Calling Congress

A finance professor adds up the numbers for Washington.
Issue: 
The United States Capitol building

It’s not every day that you can claim a hand in passing a law. But on Jan. 12, Professor Wei Wang, PhD’06, could. That’s when then-President Donald Trump signed the Bankruptcy Administration Improvement Act. It adds government resources to handle an expected swell in bankruptcies due to the pandemic.

The act resulted from efforts by the “Large Corporations Committee of the Bankruptcy and COVID-19 Working Group”. The group comprises 21 law, finance and business professors. Wang, who teaches finance at Smith, is the only Canadian-university member.

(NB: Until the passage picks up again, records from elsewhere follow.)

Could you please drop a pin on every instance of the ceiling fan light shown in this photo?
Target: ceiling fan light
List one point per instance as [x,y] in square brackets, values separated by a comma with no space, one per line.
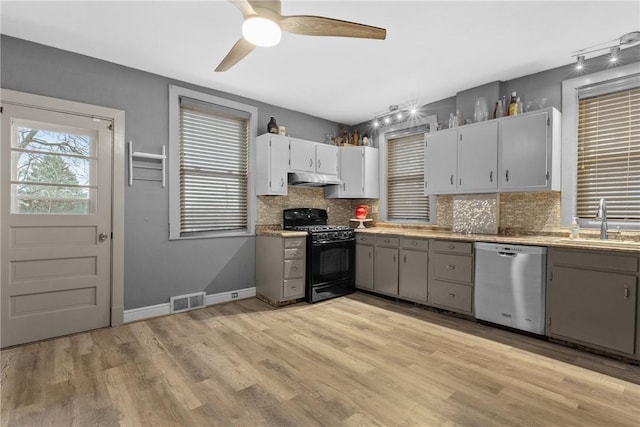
[261,31]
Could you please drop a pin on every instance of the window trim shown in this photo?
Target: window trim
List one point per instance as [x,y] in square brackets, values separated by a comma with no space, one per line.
[404,129]
[175,92]
[570,95]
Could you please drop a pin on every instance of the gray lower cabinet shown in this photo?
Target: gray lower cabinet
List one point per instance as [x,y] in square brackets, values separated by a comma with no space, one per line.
[385,275]
[592,299]
[280,268]
[413,274]
[364,261]
[451,276]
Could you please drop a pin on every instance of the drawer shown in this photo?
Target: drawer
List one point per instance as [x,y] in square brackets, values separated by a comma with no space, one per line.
[415,244]
[293,268]
[452,295]
[293,288]
[450,246]
[458,268]
[294,243]
[387,241]
[594,259]
[365,239]
[294,253]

The rest are from American schools.

The group formed last March to study the pandemic’s impact on American companies and to suggest policy changes when needed. The act that Trump signed follows the group’s recommendation to increase the number of judges at certain bankruptcy courts and pay for extra court staff and resources.

“Our group looked at how many cases a judge can handle and how many will be needed based on the expected jump in bankruptcies,” Wang says. “This is important because we need financial and legal systems to operate smoothly through this crisis.”

The group has recommended further actions to the House of Representatives and Senate that haven’t yet become law. One that Wang worked on extensively would give bankrupt small and mid-size corporations access to U.S. federal financing through the Paycheck Protection Program. Without it, many would be “prematurely liquidated,” he says.

But large corporations don’t need the same help. Wang’s analysis showed that distress investment funds that specialize in large companies have enough “dry powder” (US$267 billion) to handle the up to $93 billion that’s needed to finance large bankrupt companies to the end of this year.

“So there’s enough money in the markets for those large companies as they generate significant returns for distressed investors,” he says.